The mentioned steering committee is functional to define the contents of the Environmental Impact Studies and to identify all the necessary conditions for the construction and operation of the plant. Indeed, at the end of the preliminary steering committee emerges a clear definition of the conditions and responsibilities of each administrative authorities. Therefore, under the steering committee, each proposer will be able to elaborate a duly environmental impact studies compliant to the main features, location, and dimension of the project of the plant. It is worth noting that each entities and administrative authorities involved in the procedure will be able to have a preliminary knowledge of the project. Hence, the examination phase carried out by each administration, along with the PAUR procedure, will be faster.
Finally, the last paragraph of the Article 26-bis provides the possibility to reduce the duration of the PAUR procedure.

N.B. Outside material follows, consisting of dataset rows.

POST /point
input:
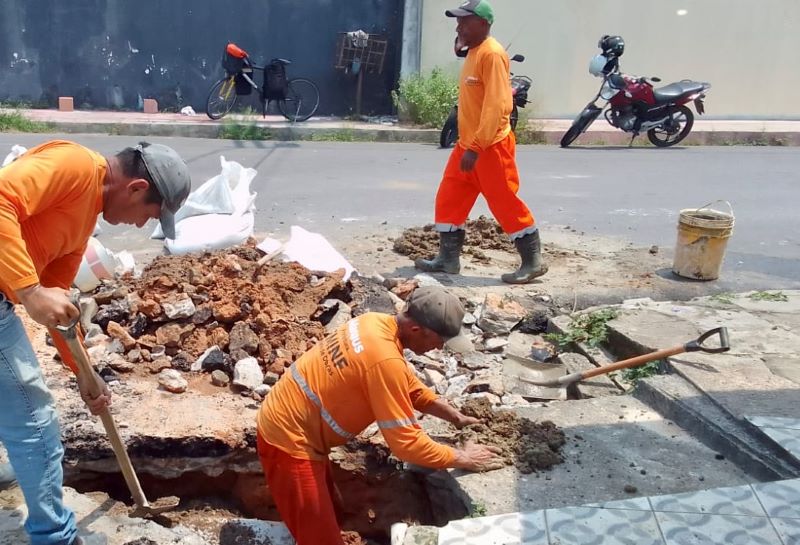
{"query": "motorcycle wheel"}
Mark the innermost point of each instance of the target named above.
(514, 118)
(449, 133)
(666, 137)
(574, 132)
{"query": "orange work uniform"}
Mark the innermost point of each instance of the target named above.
(50, 198)
(357, 375)
(484, 108)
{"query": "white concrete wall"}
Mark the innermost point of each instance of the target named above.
(749, 50)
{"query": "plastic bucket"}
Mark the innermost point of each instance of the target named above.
(97, 263)
(703, 235)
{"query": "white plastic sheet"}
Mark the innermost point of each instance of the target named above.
(311, 250)
(218, 214)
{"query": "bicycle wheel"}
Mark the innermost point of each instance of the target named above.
(302, 100)
(221, 98)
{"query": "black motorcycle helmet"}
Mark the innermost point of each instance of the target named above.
(612, 46)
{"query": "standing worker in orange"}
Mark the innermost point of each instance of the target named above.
(483, 161)
(352, 378)
(50, 198)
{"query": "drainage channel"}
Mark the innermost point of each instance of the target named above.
(374, 492)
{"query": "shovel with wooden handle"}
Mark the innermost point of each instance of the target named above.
(692, 346)
(143, 507)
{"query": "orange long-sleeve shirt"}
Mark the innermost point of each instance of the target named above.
(484, 97)
(50, 198)
(352, 378)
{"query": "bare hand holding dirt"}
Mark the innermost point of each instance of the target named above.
(50, 307)
(475, 457)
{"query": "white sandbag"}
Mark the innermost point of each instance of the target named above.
(311, 250)
(210, 232)
(226, 193)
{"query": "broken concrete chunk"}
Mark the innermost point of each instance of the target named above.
(212, 359)
(495, 344)
(271, 378)
(159, 364)
(432, 378)
(477, 360)
(220, 378)
(173, 334)
(499, 315)
(457, 386)
(88, 307)
(172, 381)
(149, 308)
(247, 374)
(492, 384)
(118, 332)
(178, 308)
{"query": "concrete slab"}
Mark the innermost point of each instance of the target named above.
(617, 448)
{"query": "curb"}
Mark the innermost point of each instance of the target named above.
(282, 132)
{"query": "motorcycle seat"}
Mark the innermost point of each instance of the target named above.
(674, 91)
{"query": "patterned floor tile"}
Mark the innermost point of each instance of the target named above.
(789, 530)
(788, 439)
(693, 529)
(510, 529)
(775, 422)
(735, 500)
(781, 498)
(595, 526)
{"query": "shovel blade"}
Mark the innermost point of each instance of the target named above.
(518, 371)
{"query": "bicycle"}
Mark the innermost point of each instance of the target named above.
(298, 98)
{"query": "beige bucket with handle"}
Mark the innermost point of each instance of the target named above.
(703, 235)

In fact, in case of an agreement between all the administrative authorities and entities involved in the procedure, after the preliminary steering committee, they can decide to halve the terms of the decisional steering committee pursuant to Article 27-bis, paragraph 7, of the Italian Environmental Code.
Moreover, it should be stressed that the PAUR legal framework has been amended also by Article 24 of the Decree. Indeed, such Article by modifying Article 27-bis of the Italian Environmental Code ensures a greater involvement of the “public subject” (“pubblico interessato”) in the PAUR procedure. In fact, inter alia, now the public subject can raise any remarks related to the urban planning variation as well as to the environmental strategic assessment.

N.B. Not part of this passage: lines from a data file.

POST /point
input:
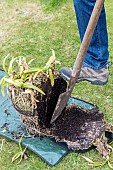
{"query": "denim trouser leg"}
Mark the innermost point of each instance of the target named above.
(97, 54)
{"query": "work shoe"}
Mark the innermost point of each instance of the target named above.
(98, 77)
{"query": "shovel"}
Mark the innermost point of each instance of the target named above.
(64, 97)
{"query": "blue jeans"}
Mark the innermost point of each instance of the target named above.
(97, 54)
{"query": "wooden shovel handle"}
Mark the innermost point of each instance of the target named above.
(87, 38)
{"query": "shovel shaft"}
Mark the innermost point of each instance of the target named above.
(87, 38)
(64, 97)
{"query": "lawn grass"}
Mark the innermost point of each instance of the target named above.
(32, 29)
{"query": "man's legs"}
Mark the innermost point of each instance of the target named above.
(96, 59)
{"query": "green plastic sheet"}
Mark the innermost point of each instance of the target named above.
(46, 148)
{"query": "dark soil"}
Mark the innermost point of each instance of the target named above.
(76, 126)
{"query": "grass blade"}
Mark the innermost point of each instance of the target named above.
(3, 64)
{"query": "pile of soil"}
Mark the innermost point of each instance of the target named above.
(75, 126)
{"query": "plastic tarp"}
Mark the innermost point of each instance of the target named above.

Finally, Article 24 introduces the following procedure:
during the steering committee, the competent administration indicates the conditions to be verified for the issuance of the authorization title. The conditions justifying the issuance of the PAUR, indicated within the steering committee, can therefore be reasonably modified, or integrated only in the presence of significant elements emerged during the subsequent procedure for the issuance of the authorization.
It is worth noting that Article 25 of the Decree introduces the possibility to request to the Ministry of Ecological Transition to define the competence in specific cases.

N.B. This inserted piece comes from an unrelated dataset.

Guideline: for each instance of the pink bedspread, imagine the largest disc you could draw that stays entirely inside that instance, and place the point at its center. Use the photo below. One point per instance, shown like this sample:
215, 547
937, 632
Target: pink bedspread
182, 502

In fact, in the case of works or interventions involving elements corresponding to different types of works subject to EIA or Screening falling partly within the competence of the State and partly in the regional one, the applicant shall send in electronic format to the Ministry of Ecological Transition and to the interested Region or Autonomous Province a communication containing:
a) object/title of the proposed project or intervention;
b) project typology identified as the main one;
c) other type of projects involved;
d) authority (state or region/autonomous province) that he identifies as the competent authority to carry out the EIA procedure or Screening.
Within 30days from the receipt of the communication, the Region or Autonomous Province has the right to transmit assessments of competence to the Ministry, at the same time informing the applicant.
The following 30days, the competent office of the Ministry communicates to the applicant and to the Region or Autonomous Province the determination on the competent authority, to which the applicant himself will have to submit the application for the start of the procedure.
Once this term has elapsed, the approval of the Ministry is considered to have been acquired on the position formulated by the Region or Autonomous Province or, in the absence of it, by the applicant.
Finally, if in the EIA procedures of national competence, the competent authority coincides with the authority that authorizes the project, the EIA is issued by the competent authority within the authorization procedure.
Chapter IV of the Decree aims at ensuring an acceleration of the procedures for renewable sources. It is important to focus the analysis on the following Articles.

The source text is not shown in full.